/tablemusthave

Define and check constraints for data tables

Primary LanguagePython

tablemusthave

A python library to define and check constraints for data arranged in a table.

Summary

We developed this library to use with tables of sample information in DNA sequencing experiments. Here, the table must have columns with certain names, which are used by downstream appplications. For example, we require a column of sample identifiers named SampleID. Some of the columns must have values matching a pattern, for example, sample identifiers must begin with a letter to avoid errors in our bioinformatics pipelines. Some columns must always be filled in, whereas others are optional. For example, we always need a value for the sample identifier.

This library allows users to define a specification in python code. Here's a spec for the examples above:

from tablemusthave import (
    MustHave, columns_named, values_matching, some_value_for,
)

spec = MustHave(
    columns_named("SampleID"),
    values_matching("SampleID", "^[A-Za-z]"),
    some_value_for("SampleID")
)

Once defined, we can import a table and check it over to see if it meets our spec. Tables can be imported or created using the Table class. From there, the specification can be used to check the columns and values in the table. It returns an iterable of pairs, where the first element is the requirement checked, and the second element is the result of the check (success or failure).

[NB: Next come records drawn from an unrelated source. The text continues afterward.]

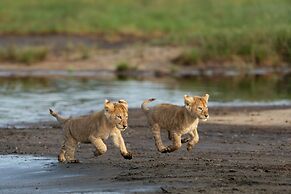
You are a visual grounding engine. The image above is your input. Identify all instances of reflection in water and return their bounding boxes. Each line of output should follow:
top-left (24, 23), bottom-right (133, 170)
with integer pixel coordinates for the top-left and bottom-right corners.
top-left (0, 76), bottom-right (291, 126)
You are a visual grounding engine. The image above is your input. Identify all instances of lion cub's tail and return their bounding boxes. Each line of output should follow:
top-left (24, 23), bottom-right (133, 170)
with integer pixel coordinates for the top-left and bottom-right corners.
top-left (141, 98), bottom-right (156, 112)
top-left (49, 109), bottom-right (68, 124)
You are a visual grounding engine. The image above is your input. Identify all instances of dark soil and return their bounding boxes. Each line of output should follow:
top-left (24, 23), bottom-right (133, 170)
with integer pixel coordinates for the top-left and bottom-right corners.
top-left (0, 108), bottom-right (291, 193)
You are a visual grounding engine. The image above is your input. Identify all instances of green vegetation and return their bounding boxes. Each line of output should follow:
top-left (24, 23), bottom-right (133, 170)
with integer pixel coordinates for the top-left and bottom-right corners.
top-left (0, 0), bottom-right (291, 65)
top-left (0, 47), bottom-right (48, 65)
top-left (173, 31), bottom-right (291, 66)
top-left (115, 62), bottom-right (137, 73)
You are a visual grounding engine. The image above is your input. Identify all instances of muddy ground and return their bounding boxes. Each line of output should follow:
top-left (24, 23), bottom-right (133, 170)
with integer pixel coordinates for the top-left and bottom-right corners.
top-left (0, 107), bottom-right (291, 193)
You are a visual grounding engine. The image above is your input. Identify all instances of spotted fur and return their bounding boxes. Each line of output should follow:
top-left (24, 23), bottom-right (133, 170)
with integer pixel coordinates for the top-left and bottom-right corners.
top-left (141, 94), bottom-right (209, 153)
top-left (50, 100), bottom-right (132, 162)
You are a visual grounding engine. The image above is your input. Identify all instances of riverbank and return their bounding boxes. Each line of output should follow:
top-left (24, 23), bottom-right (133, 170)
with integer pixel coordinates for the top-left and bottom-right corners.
top-left (0, 107), bottom-right (291, 193)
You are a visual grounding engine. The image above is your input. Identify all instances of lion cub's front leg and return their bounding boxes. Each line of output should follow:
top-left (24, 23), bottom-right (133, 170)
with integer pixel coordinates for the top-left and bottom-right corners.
top-left (187, 128), bottom-right (199, 151)
top-left (162, 133), bottom-right (182, 153)
top-left (111, 130), bottom-right (132, 160)
top-left (89, 136), bottom-right (107, 156)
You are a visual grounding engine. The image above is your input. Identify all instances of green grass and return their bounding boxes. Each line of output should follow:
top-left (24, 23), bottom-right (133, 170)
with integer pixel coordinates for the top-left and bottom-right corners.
top-left (0, 0), bottom-right (291, 65)
top-left (0, 47), bottom-right (48, 65)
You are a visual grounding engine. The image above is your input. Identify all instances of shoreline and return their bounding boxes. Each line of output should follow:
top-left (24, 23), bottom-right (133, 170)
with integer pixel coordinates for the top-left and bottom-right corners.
top-left (0, 107), bottom-right (291, 193)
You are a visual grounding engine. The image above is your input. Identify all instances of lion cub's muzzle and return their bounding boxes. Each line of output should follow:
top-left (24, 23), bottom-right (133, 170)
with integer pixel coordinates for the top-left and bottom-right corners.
top-left (201, 113), bottom-right (209, 121)
top-left (117, 125), bottom-right (127, 131)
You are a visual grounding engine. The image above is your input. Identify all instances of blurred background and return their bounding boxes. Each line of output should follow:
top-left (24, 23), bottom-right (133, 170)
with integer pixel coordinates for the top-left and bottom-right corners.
top-left (0, 0), bottom-right (291, 127)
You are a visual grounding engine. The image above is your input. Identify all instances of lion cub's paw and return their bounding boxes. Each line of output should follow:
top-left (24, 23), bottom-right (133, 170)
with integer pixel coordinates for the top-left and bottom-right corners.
top-left (181, 137), bottom-right (190, 143)
top-left (58, 155), bottom-right (66, 162)
top-left (187, 144), bottom-right (193, 152)
top-left (161, 147), bottom-right (171, 153)
top-left (67, 160), bottom-right (80, 163)
top-left (122, 152), bottom-right (132, 160)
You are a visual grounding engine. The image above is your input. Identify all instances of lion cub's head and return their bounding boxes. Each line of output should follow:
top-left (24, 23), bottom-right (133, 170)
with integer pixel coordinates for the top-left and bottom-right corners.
top-left (184, 94), bottom-right (209, 121)
top-left (104, 100), bottom-right (128, 131)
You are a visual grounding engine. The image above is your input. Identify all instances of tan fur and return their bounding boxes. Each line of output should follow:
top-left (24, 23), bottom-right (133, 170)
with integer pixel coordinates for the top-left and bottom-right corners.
top-left (141, 94), bottom-right (209, 153)
top-left (50, 100), bottom-right (132, 162)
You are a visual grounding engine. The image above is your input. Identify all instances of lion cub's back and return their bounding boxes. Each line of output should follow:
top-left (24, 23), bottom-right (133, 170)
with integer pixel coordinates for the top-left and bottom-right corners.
top-left (149, 104), bottom-right (182, 125)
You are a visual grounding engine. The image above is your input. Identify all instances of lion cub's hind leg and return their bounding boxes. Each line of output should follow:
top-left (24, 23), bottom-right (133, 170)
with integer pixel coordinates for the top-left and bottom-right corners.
top-left (89, 136), bottom-right (107, 156)
top-left (163, 133), bottom-right (182, 153)
top-left (152, 123), bottom-right (166, 152)
top-left (59, 137), bottom-right (79, 163)
top-left (58, 142), bottom-right (66, 162)
top-left (187, 129), bottom-right (199, 151)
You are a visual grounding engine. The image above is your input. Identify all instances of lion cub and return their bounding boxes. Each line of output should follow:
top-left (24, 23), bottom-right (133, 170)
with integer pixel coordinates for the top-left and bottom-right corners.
top-left (49, 100), bottom-right (132, 163)
top-left (141, 94), bottom-right (209, 153)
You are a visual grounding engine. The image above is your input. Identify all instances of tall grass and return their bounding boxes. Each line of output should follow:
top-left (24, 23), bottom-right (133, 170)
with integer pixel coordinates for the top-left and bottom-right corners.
top-left (0, 47), bottom-right (48, 65)
top-left (0, 0), bottom-right (291, 65)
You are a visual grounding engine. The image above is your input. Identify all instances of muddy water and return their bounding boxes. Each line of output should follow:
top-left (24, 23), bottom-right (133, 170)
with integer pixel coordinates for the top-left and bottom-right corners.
top-left (0, 76), bottom-right (291, 127)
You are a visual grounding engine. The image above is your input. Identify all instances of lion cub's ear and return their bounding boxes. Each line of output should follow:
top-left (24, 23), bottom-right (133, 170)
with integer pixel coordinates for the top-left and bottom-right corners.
top-left (184, 95), bottom-right (193, 105)
top-left (202, 94), bottom-right (209, 102)
top-left (118, 99), bottom-right (128, 109)
top-left (104, 99), bottom-right (114, 112)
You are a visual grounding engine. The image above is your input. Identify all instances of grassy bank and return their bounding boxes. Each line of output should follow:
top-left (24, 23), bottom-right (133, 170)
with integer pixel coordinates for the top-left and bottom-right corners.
top-left (0, 0), bottom-right (291, 65)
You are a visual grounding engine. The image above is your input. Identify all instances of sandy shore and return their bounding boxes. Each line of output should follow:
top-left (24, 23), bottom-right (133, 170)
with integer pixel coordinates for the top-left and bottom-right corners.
top-left (0, 107), bottom-right (291, 193)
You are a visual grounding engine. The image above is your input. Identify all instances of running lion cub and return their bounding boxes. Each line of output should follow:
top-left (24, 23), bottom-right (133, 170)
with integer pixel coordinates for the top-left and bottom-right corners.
top-left (141, 94), bottom-right (209, 153)
top-left (49, 100), bottom-right (132, 163)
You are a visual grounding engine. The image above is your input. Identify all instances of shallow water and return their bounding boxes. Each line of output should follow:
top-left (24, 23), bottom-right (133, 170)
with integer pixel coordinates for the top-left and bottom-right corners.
top-left (0, 75), bottom-right (291, 127)
top-left (0, 155), bottom-right (159, 194)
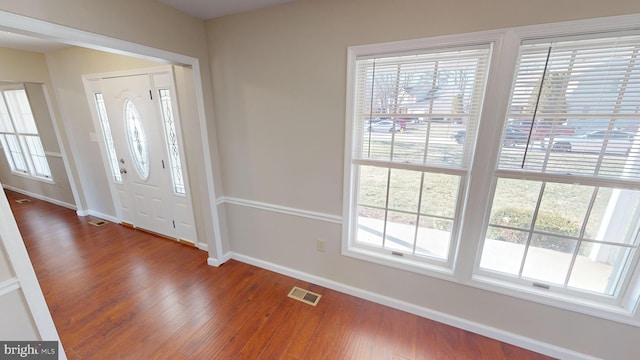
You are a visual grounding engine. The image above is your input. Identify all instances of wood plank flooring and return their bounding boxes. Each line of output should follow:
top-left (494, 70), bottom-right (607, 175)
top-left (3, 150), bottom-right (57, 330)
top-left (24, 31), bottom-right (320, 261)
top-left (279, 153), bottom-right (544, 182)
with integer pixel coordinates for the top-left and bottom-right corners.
top-left (6, 191), bottom-right (549, 360)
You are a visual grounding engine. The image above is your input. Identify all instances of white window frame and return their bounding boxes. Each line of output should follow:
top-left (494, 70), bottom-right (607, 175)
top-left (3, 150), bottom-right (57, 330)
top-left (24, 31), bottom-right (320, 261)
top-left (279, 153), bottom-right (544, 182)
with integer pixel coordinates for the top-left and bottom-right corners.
top-left (342, 31), bottom-right (502, 281)
top-left (0, 86), bottom-right (55, 184)
top-left (342, 14), bottom-right (640, 326)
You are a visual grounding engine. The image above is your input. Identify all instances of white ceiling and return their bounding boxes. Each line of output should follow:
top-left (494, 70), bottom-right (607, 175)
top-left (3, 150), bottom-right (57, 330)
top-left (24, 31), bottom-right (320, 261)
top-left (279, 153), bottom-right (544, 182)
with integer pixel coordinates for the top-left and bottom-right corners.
top-left (0, 31), bottom-right (71, 53)
top-left (0, 0), bottom-right (295, 53)
top-left (157, 0), bottom-right (295, 20)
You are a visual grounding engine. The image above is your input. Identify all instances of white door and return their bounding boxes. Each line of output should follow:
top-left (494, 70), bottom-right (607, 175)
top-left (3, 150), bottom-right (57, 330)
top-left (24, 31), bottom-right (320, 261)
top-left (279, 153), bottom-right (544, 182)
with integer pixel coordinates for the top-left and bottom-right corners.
top-left (83, 66), bottom-right (201, 246)
top-left (100, 75), bottom-right (172, 238)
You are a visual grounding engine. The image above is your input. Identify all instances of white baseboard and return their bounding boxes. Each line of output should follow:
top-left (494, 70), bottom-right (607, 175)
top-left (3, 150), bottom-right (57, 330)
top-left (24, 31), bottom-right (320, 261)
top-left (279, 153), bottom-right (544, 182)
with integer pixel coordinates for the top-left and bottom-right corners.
top-left (229, 253), bottom-right (598, 360)
top-left (2, 184), bottom-right (77, 210)
top-left (207, 253), bottom-right (232, 267)
top-left (84, 210), bottom-right (120, 224)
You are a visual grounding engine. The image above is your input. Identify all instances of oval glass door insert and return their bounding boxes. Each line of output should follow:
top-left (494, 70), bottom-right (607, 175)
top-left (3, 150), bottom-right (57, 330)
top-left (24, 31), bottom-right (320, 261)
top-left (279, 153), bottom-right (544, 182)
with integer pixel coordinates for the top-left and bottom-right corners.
top-left (124, 99), bottom-right (149, 180)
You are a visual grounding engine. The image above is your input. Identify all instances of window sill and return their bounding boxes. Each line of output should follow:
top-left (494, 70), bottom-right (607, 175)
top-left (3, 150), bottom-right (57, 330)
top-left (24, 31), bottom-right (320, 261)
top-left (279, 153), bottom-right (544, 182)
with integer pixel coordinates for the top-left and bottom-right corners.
top-left (342, 246), bottom-right (640, 327)
top-left (11, 171), bottom-right (55, 184)
top-left (342, 246), bottom-right (456, 282)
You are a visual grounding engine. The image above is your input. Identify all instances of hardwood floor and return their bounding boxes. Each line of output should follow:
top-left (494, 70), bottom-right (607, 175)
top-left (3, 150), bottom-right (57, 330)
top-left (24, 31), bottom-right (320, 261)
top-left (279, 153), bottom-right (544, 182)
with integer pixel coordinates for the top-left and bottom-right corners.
top-left (7, 191), bottom-right (549, 360)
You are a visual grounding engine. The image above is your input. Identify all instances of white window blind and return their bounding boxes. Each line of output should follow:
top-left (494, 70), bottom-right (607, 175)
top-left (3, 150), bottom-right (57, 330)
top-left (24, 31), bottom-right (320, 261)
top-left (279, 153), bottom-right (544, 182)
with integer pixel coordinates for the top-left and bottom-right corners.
top-left (351, 44), bottom-right (491, 266)
top-left (499, 36), bottom-right (640, 179)
top-left (480, 36), bottom-right (640, 304)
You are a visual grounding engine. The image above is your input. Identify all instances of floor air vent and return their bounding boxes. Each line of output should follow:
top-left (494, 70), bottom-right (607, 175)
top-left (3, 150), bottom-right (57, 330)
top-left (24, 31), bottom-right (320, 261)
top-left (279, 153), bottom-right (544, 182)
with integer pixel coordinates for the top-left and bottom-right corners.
top-left (89, 220), bottom-right (107, 227)
top-left (287, 286), bottom-right (322, 306)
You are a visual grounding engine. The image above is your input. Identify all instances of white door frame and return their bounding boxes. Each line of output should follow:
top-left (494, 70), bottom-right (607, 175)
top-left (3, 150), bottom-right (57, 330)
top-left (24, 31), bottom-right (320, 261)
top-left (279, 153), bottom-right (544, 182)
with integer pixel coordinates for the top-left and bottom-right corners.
top-left (0, 11), bottom-right (226, 266)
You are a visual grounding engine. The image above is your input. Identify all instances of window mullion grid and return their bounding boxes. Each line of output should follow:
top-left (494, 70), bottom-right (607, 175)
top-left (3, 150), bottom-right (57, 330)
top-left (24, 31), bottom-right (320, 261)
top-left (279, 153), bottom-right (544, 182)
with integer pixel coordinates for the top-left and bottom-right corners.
top-left (382, 168), bottom-right (391, 249)
top-left (518, 182), bottom-right (546, 278)
top-left (411, 171), bottom-right (424, 254)
top-left (563, 187), bottom-right (600, 287)
top-left (420, 60), bottom-right (440, 162)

from tablemusthave import Table

my_table = Table.from_csv("my_file.csv")

for requirement, result in spec.check(my_table):
    print(requirement.description())
    print(result.message())

Installation

To install, clone or download this library, move to the library directory, and type:

pip install .

Other work

The specifications in this library are very similar to table definitions in SQL. There is an R library with similar functionality, spec, which seemed nice but did not quite suit our needs.